During their search, they learnt of a guqin master living in the city and decided their best bet was to pay him a visit. The master, who was 86 years old at the time, was amazed by Chen's skill and offered to teach him how to make the guqin in Lingnan style. From then on, crafting the instrument became Chen's new career.

"It is like a story from a martial arts novel where a hermit teaches a young man the secret of kungfu," Chen said. "Actually there are quite a few guqin masters that are also fans of martial arts, as guqin was an important symbol for the kungfu masters of ancient times."

Chen Jinzeng, 35, is Chen Yimin's apprentice. He came to his future master for the first time simply to ask his advice on where to buy a good quality guqin.

Chen Yimin replied, "Why don't you make one yourself?"

From that day Chen Jinzeng stayed with Chen Yimin and began making his own guqin, and now he even has apprentices of his own.

"Shortly after I learnt the skill with my master in 1980s, he passed away," Chen Yimin recalled. "Then I became the only one in Guangzhou at the time that could do this, a situation which lasted for a long time. I never felt lonely though because I love doing this."

The first step of making the instrument is to find a suitable piece of wood, before carving it into a smooth, svelte instrument. Once these steps are complete, the surface needs to be painted and the strings attached. The whole process takes more than a year to finish. The retail price is over 60,000 yuan ($9,230) for each guqin.

"Nowadays I have more than 30 apprentices and most of them are very young," Chen Yimin said. "I am happy to see so many young people interested in doing this."

Bright paintings

Su Xin is a pith painter who is taking more active steps in promoting the heritage she bears. Pith painting may be an art form that many people have never heard of, but it has been Su's primary pursuit for almost 10 years.

Pith, the material used to make the paper which is then painted on, comes from the spongy cellular tissue found in the central stem of a small tree indigenous to south China. In order to be processed for use in painting, it is cut by hand with a knife into thin sheets which are then dried, trimmed and used for painting without any further treatment.

Unlike other manufactured paper, the paint sits on the surface instead of sinking into the paper, and produces a bright effect that cannot be reproduced via other methods.

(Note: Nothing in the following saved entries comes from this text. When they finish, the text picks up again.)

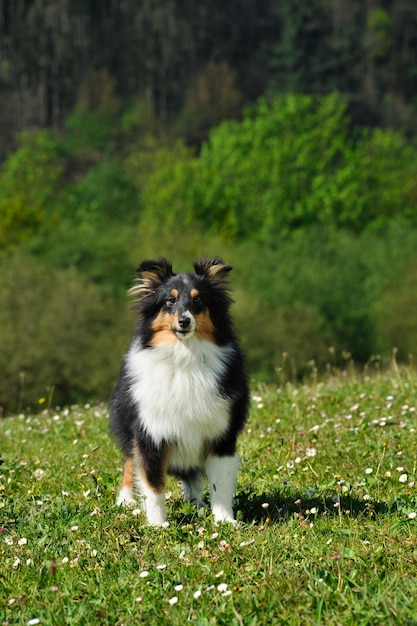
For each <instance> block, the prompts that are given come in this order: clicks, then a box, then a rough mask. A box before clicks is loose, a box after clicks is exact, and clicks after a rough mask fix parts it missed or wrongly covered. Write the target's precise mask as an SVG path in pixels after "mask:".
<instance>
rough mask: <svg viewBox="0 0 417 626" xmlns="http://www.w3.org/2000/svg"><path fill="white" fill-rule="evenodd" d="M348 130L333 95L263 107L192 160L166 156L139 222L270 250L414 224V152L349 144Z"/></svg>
mask: <svg viewBox="0 0 417 626" xmlns="http://www.w3.org/2000/svg"><path fill="white" fill-rule="evenodd" d="M348 126H349V118H348V116H347V114H346V107H345V105H344V103H343V101H342V100H341V99H340V97H339V96H337V95H335V94H333V95H329V96H326V97H313V96H301V95H297V96H295V95H294V96H285V97H280V98H275V99H274V100H271V101H267V100H261V101H260V102H259V103H258V104H257V105H256V106H255V107H254V108H253V109H251V110H249V111H247V112H246V115H245V118H244V119H243V121H241V122H237V121H232V122H223V123H222V124H221V125H220V126H219V127H218V128H216V129H214V130H213V131H212V133H211V135H210V137H209V139H208V141H207V142H206V143H204V144H203V146H202V150H201V154H200V155H199V157H198V158H196V159H194V160H192V159H190V158H189V156H188V155H185V158H184V155H183V154H179V155H178V149H176V150H172V152H171V162H170V159H169V158H168V155H167V154H166V153H165V152H164V162H162V163H159V167H156V168H155V170H153V171H151V172H150V173H149V177H148V180H147V187H148V188H149V193H146V197H144V205H145V214H148V215H149V218H150V219H151V220H152V218H154V217H155V218H156V219H160V216H162V215H163V214H164V213H165V214H166V213H167V215H166V217H167V218H168V219H172V217H173V218H174V220H175V221H176V223H183V224H185V225H186V224H189V223H190V222H191V223H193V222H197V223H199V224H202V225H203V226H204V228H206V229H208V230H209V231H210V232H213V233H218V234H220V235H221V236H223V237H225V238H229V239H230V238H234V237H237V238H238V239H240V240H243V239H245V240H251V241H258V242H260V243H264V244H265V243H266V244H268V245H269V246H271V247H275V245H276V242H277V241H278V240H279V239H281V238H282V237H288V236H294V235H295V234H297V233H298V232H299V231H300V229H301V230H302V229H305V228H309V227H310V225H311V224H320V225H322V226H323V227H324V228H326V229H329V228H330V229H331V228H337V227H348V228H351V229H352V230H355V231H357V232H360V231H362V230H364V229H366V228H378V227H380V226H381V225H384V224H385V223H386V222H388V221H389V220H390V219H391V218H392V217H394V216H397V215H402V216H406V217H410V218H412V219H413V220H416V217H417V211H416V208H415V207H416V205H415V188H416V181H417V150H416V148H415V146H413V144H412V143H410V142H407V141H406V139H405V138H404V137H403V136H402V135H401V134H400V133H394V132H391V131H383V130H381V129H376V130H374V131H372V132H369V133H363V134H362V135H359V136H357V137H356V138H353V139H352V135H351V133H349V131H348ZM168 207H172V210H171V208H170V210H168Z"/></svg>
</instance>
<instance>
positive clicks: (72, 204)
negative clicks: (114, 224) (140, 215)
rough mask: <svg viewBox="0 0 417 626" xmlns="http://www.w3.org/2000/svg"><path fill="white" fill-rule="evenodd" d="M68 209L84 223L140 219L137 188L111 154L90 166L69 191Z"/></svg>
mask: <svg viewBox="0 0 417 626" xmlns="http://www.w3.org/2000/svg"><path fill="white" fill-rule="evenodd" d="M66 201H67V203H68V208H66V212H67V214H68V215H69V216H71V217H72V218H73V219H75V220H77V221H79V222H80V223H81V224H83V225H84V224H86V223H96V224H100V225H101V227H102V228H103V227H106V228H111V227H112V225H113V226H114V224H116V223H119V224H120V223H122V224H124V225H126V224H129V223H130V224H135V223H137V221H138V219H139V198H138V190H137V187H136V185H135V184H134V182H133V180H132V178H131V177H130V176H129V175H128V173H127V172H126V169H125V168H123V167H122V165H121V164H120V163H119V162H118V161H117V160H116V159H114V158H112V157H104V158H103V159H101V160H100V161H98V162H97V163H96V164H95V165H93V166H92V167H90V169H89V170H88V171H87V173H86V175H85V176H84V177H83V178H82V180H81V181H80V182H79V183H78V184H75V185H73V186H72V188H71V190H70V191H69V192H68V194H67V198H66Z"/></svg>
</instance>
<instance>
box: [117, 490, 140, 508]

It is believed that pith was first used for painting in the early 19th century as a response to the growing demand for inexpensive, lightweight souvenirs following the massive growth in trade around that time. Guangzhou, an important port city then as it is now, was a bustling center for traders from all corners of the world.

To learn more about the history of pith painting, Su traveled to the places where the trees are grown and brought back samples of different types to study. She has also visited many scholars studying pith painting both in China and overseas.

"Most of the scholars focus on the historic role of the paintings, but I want to make it alive again now," Su told Beijing Review.

Su has spent years trying pith from different places and learning how to make the material in a more proficient and efficient way. Around 10 years ago after conducting a survey she discovered that only 3 to 8 percent of people had ever heard of pith painting, and it was then that she decided it was crucial to promote it to children.

In the first four years of this project, she focused on teaching the skill of making the pith itself.

"Pith paper is more vulnerable, and students need to learn the nature of it and how not to waste it. It is a way of talking with nature," Su said.

During the following six years she focused her teaching on the skill of applying paint to its surface.

Now, more than 70 kindergartens, primary schools and middle schools in Guangzhou have taken pith painting classes, involving more than 100,000 students.

Su has since turned her attention to compiling books on teaching children about pith painting, and finding new ways to promote the art form in more innovative ways.

"Pith painting is a part of the memory of Guangzhou," Su said. "With further promotion, it will also be a vivid way to record the present and future of the city as well."